Swinging Safari review: a madcap journey through 70s ‘Straya

In the opening scene of director Stephan Elliott’s madcap comedy Swinging Safari there’s a smorgasbord of Australian 70s beach iconography. Poorly assembled beach umbrellas partially shade bodies coated with liberal application of tanning oil, rather than sunscreen (Skin Cancer hadn’t been invented yet, you see). The menu consists of buckets of KFC and enough cask wine to give any sommelier nightmares.

The fashion is tiny bikinis and budgie smugglers loaded with genital-suffocating sand. The bronze bodies of yesteryear and the negligent childhoods of Generation X are used by Elliott to set his scene, taking a satirical walk down memory lane. I never knew that I needed to hear the words ‘Funk and Wagnells Encyclopedia’ in a movie, until now.

In a small cul de sac in beachside suburbia, three inseparable families have their friendships stretched after a ‘swinging’ experiment goes wrong. Meanwhile, a beached blue whale becomes the focus for budding Super8 filmmaker Jeff Marsh (Atticus Robb) and his best friend Melly Jones (Darcey Wilson). Jeff (Robb) is an avatar for Elliott himself; a lone slice of sincerity in this whirlwind world, where even the most extreme characters have flavours of truth.

While the kids are there for this reviewer and many other audience members to relive the blissful negligence of the environment of their upbringings in the 70s (and 80s…and early 90s…) it’s the parents that are most memorable. The standouts are Radha Mitchell’s house wife Jo Jones, who manages to sprinkle just the right amount of invective and dissatisfaction into her every interaction.

Asher Keddie’s obsessive compulsive, Gale Marsh, desperately keeps up appearances with over the top enthusiasm.
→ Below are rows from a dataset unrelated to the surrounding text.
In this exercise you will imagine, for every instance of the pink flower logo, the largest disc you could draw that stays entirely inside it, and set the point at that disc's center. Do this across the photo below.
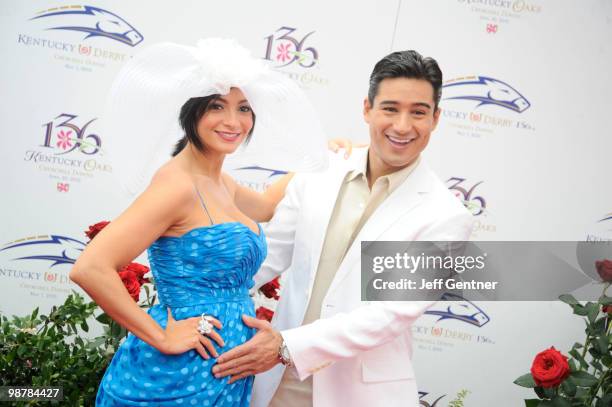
(64, 139)
(283, 52)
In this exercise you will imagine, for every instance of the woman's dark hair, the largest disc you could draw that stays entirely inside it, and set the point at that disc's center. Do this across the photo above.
(191, 113)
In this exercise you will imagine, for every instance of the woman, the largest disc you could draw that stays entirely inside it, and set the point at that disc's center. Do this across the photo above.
(204, 245)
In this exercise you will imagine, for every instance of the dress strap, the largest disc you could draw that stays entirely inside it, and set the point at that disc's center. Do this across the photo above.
(203, 204)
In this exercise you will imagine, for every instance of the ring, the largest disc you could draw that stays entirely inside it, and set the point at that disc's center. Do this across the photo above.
(204, 326)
Keddie’s got Farah Fawcett looks, wonderful indecision and fear flashing through those emotive eyes. Elliott and Guy Pearce, who worked together on The Adventures of Priscilla: Queen of the Desert, clearly enjoy collaborating again (long time between cocktails!). Pearce’s hyper hetero house-husband Keith Hall is a character you might imagine our onion-eating ex-PM, Tony Abbott, to be cosplaying at dress-up parties from now on.

Kylie Minogue, in a rare acting performance, plays Kaye, an alcoholic house who rarely leaves the house. It’s an unexpectedly reserved performance, spent in hiding rather than keeping up with the Jones’.
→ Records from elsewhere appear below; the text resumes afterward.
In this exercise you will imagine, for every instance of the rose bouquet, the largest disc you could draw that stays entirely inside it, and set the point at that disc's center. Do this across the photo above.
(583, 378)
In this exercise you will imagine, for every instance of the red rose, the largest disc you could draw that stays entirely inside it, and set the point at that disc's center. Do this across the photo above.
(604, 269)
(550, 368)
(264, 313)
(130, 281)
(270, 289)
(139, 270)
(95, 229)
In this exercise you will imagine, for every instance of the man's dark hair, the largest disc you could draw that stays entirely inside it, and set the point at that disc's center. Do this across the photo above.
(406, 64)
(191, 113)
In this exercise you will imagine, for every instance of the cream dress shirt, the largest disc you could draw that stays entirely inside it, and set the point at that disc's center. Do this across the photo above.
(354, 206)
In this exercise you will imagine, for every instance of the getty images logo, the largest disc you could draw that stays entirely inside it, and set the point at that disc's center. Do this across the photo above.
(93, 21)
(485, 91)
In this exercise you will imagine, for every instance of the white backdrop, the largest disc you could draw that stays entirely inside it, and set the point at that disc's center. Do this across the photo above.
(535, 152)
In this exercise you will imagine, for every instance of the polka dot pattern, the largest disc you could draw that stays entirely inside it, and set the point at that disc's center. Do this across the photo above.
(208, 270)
While a metaphorical and literal whale in Walleroo (the fictional suburb where the film is set) becomes a sign of the unnatural, Elliott does a great job of not hammering the deeper philosophical point hiding in plain site, involving the Baby Boomer generation. Fondue parties, backyard stunts, parents congratulating their barely legal kids for successful deflowering…Elliott is absolutely in his element when Swinging Safari is unhinged.
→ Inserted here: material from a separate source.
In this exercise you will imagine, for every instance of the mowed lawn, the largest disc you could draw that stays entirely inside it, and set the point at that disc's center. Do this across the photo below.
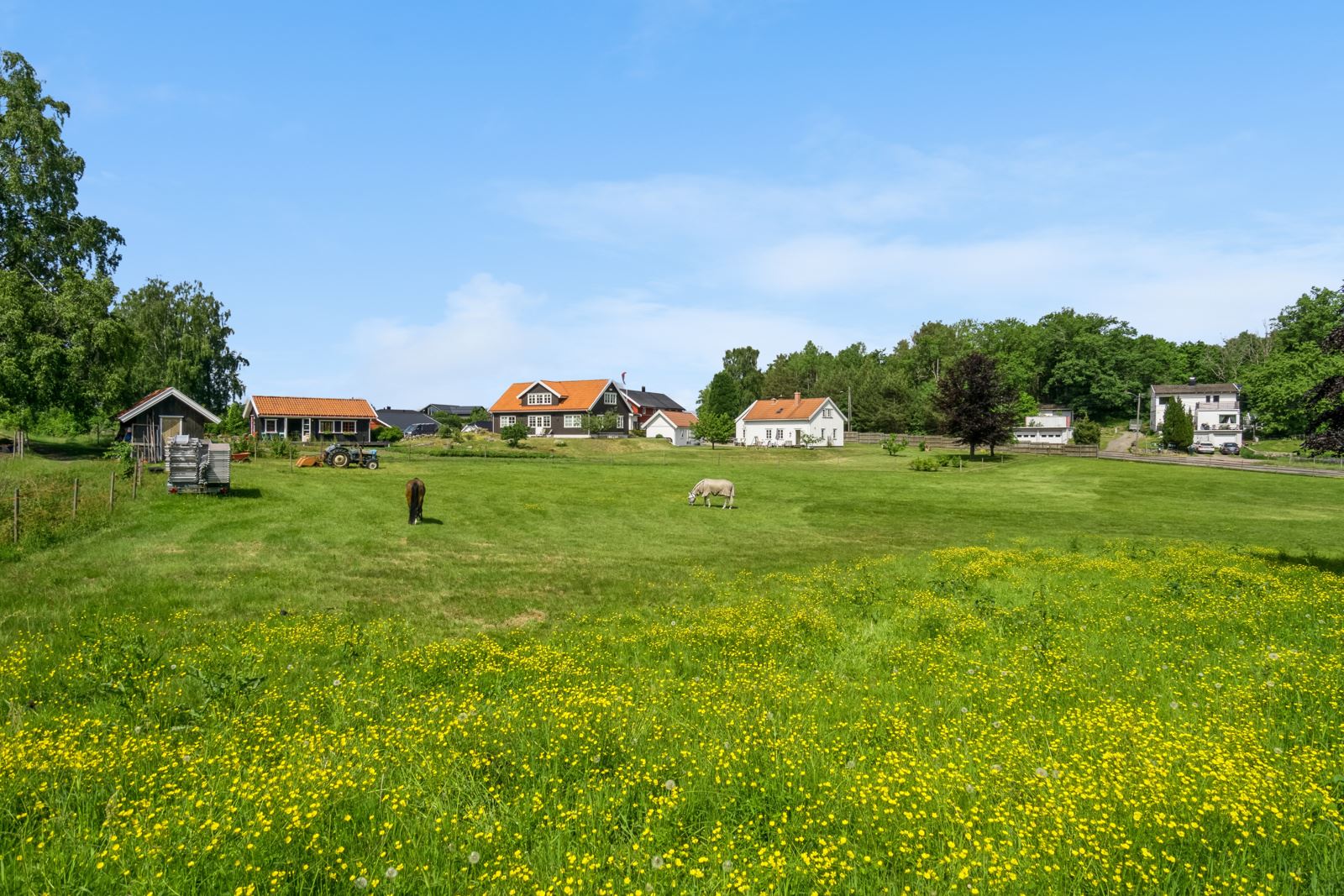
(568, 681)
(606, 526)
The decor, that luminescent warmth of tanned bodies fills cluttered kitschy homes. The energy in the script fizzes when there’s beat after beat of extremity at a breakneck speed. P.J Hogan’s Mental found that perfect middle ground between affronting comedy, and raw heartfelt authenticity.

Swinging Safari has its quiet moments, and they’re uncomfortable. When you take a moment to reflect, it’s nearly impossible to avoid the thought that all these kids are probably in therapy as adults. When Swinging Safari is in full throttle farcical, it’s a lot of fun. For Aussie Gen X-ers and those on the cusp of Gen Y, there’s a greater dose of nostalgia in Swinging Safari than Star Wars: The Force Awakens.

If you need a way to laugh at all the reasons you’re deficient, or to examine why your white Australian friends are the hot messes they are, grab your sluggers, lather up that body in oil, spark up a dart and laugh. And, hopefully, don’t cry.